Library Comparison

In the first part of the project, we have compared several graph libraries, in order to choose which ones should be deployed with Sagemath. We have restricted our attention to libraries written in Python, C, or C++, because they are easier to integrate in Sagemath (using Cython). Furthermore, we have excluded NetworkX, which is already deployed with Sagemath.

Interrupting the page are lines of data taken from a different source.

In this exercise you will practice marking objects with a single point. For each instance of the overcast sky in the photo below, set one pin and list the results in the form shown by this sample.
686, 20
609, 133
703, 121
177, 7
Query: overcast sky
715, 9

First of all, we have to enforce that no graph library comparison can be completely fair, and also this comparison can be criticized, due to the large amount of available routines, to the constant evolution of libraries, and to many small differences in the outputs (for instance, one library might compute the value of a maximum s-t flow, another library might actually compute the flow, and a third one might compute all maximum flows). Despite this, we have tried to be as fair as possible, through a deeper and more detailed analysis than previous comparisons (,,

The first comparison deals with the number of algorithms implemented. We have chosen a set of 108 possible algorithms, trying to cover all possible tasks that a graph library should perform (we have not put in the list easy tasks that are common to all libraries, like outputting the number of nodes, the number of edges, the neighbors of a node, etc). In some cases, we have collapsed two tasks in one, if the algorithms solving these tasks are very similar (for instance, computing a maximum flow and computing a minimum cut, computing vertex betweenness and edge betweenness, etc).

The number of routines available for each library is plotted in the following chart, and a table containing all features is available in HTML or as a Google Sheet.

We observe that, before the project, Sagemath already had more routines than all competitors (66), closely followed by igraph (62), while after the project Sagemath drastically outperforms all competitors. The third biggest library is graph-tool (45), and all other libraries are very close to each other, having about 30 routines each. Furthermore, we outline that our project improved Sagemath in the fields of neighbor similarity measures (assortativity, bibcoupling, cocitation, etc), community detection, and random graph generators. For instance, the inclusion of igraph added 29 routines to Sagemath.

The second comparison analyzes the running-time of some of the algorithms implemented in the libraries (note that the experiments were performed in June 2015, and some libraries may have improved their algorithms after that). We have chosen 8 of the most common tasks in graph analysis: computing the diameter, computing the maximum flow between two vertices, finding connected components and strongly connected components, computing betweenness centrality, computing the clustering coefficient, computing the clique number, and generating a graph with the preferential attachment model. We have run each of these algorithms on 3 inputs, and we have considered the total execution time (excluding the time needed to load the graph). More details on this experiment are available here, and the results are also available in a Google Sheet.

In order to make the results more readable, we have plotted the ratio between the time needed by a given library and the minimum time needed by any library. If an algorithm was not implemented, or it needed more than 3 hours to complete, the corresponding bar is not shown.

Overall, the results show that NetworKit is the fastest library, or one of the fastest, in all routines that are implemented (apart from the generation of preferential attachment graphs, where it is very slow). Boost graph library is very close to NetworKit, and it also contains more routines. Also Sagemath is quite efficient in all tasks, apart from the computation of strongly connected components and the generation of a preferential attachment graph, where it needed more than 3 hours. However, in the latter case, the main problem was not speed but memory consumption.

In conclusion, Sagemath can highly benefit from the possibility of using algorithms from other libraries. First of all, it might improve the number of algorithms offered, especially by including igraph, and it also might improve its performance, by including Boost, NetworKit, or other fast graph libraries.